Molecular phylogeny is widely used to study pathogen evolution and performs best when dealing with limited amounts of data and long-term evolutionary relationships. Nonetheless, traditional phylogenetic algorithms often struggle with data from rapidly evolving pathogens and short time scales, producing low-confidence trees due to the high similarity of viral sequences [1]. To overcome this limitation, we developed VirNA (Viral Network Analyzer, v. 1.0), a tool that leverages Minimum Spanning Networks (MSNs) to reconstruct potential evolutionary trajectories of rapidly evolving viral genomes. This approach is specifically designed to accommodate the short timescales and high sequence similarities characteristic of such genomic datasets. In contrast to phylogenetic analyses, which represent observed sequences as leaves (Operational Taxonomic Units, OTUs) and internal nodes as inferred hypothetical ancestors within a hierarchical structure, MSNs directly represent relationships among observed sequences, with all nodes corresponding to actual data. Moreover, MSNs are networks, not hierarchical trees, allowing them to include loops or multiple paths in their topology to capture the complexity of evolutionary relationships. VirNA sets itself apart from existing MSN tools, like Pegas [2] and PopArt [3], by using a new way to connect sequences and enabling directional links between them. This makes it possible to trace possible routes followed by the infection. As a result, the networks can include closed paths that, because of their directional flow, are not loops. Moreover, VirNA has been implemented to efficiently analyze thousands of viral genomes. To validate the performance of VirNA, we compared the results of VirNA to those obtained from PopArt [3] and Pegas [2], highlighting their key algorithmic differences. Additionally, we applied VirNA to datasets of real viral sequences and compared its output to that of phylogeny algorithms, showing their complementary nature.

2. Results

2.1. VirNA

VirNA is an implementation of Bandelt et al.’s [4] algorithm with the introduction of novel elements for the analysis of viral genome evolution.
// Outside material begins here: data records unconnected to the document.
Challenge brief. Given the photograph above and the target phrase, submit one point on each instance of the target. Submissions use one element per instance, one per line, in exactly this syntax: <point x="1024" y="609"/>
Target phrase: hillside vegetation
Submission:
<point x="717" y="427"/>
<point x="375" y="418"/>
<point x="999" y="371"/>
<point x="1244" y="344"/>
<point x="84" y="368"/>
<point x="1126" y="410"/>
In Bandelt’s algorithm [4], the MSN is constructed by connecting sequences based on pairwise distances, prioritizing the smallest possible differences [4]. The network is constructed through recursive steps, starting from the unconnected nodes [4]. Pairwise distances between nodes are then considered in ascending order, adding connections until the network becomes fully connected [4]. This algorithm is especially suitable for analyzing closely related sequences, such as viral genomes or population-level genetic data [4]. The final network reconstructed by Bandelt et al.’s algorithm is undirected and unrooted [4]. Consistently with the original Bandelt’s algorithm [4], VirNA traces the shortest paths that connect the sequences/nodes, but with the addition of a constraint: the set of genomic mutations in a parent node must be fully contained within those of its child node. This feature starts from the assumption that mutations tend to occur and accumulate in a forward progression starting from a reference/ancestor sequence rather than reverting to their original state. For example, when an adenine base mutates into a thymine (initiating the creation of a variant), the probability of it reverting back to adenine through subsequent mutations in the evolutionary lineage is relatively low, particularly over short evolutionary timescales and under stable environmental conditions. While such reversions may occur over extended periods due to random chance, environmental pressure, etc., they are statistically improbable in the context of short-term evolution, where the accumulation of mutations tends to dominate. From this point forward, we will refer to this new constraint introduced in our MSN implementation as Haplotype Compatibility (HC). The edges between nodes are directed and represent the accumulation of new mutations in the child node, preserving the history of accumulated mutations from the ancestor or reference sequence. As a result, the algorithm forms a Directed Acyclic Graph (DAG), with edges directed from source nodes (fewer mutations) to target nodes (more mutations), adding a novel element compared to Bandelt’s algorithm [4]. Additionally, unlike Bandelt’s algorithm [4], VirNA may split data into multiple distinct networks due to the mutation compatibility constraint.

The conceptual framework of VirNA is shown in Figure 1. In this network, nodes represent identical genomic sequences while directed edges represent potential evolutionary relationships based on the mutation accumulation principle. Node A (mutation set {m1, m2}) is not connected to node B (mutation set {m1, m13}), due to the absence of mutation m2 in B, which breaks the compatibility requirement. While this can pose a constraint in the algorithm, availability of sequence-associated metadata can enable the user to eventually draw a new connection.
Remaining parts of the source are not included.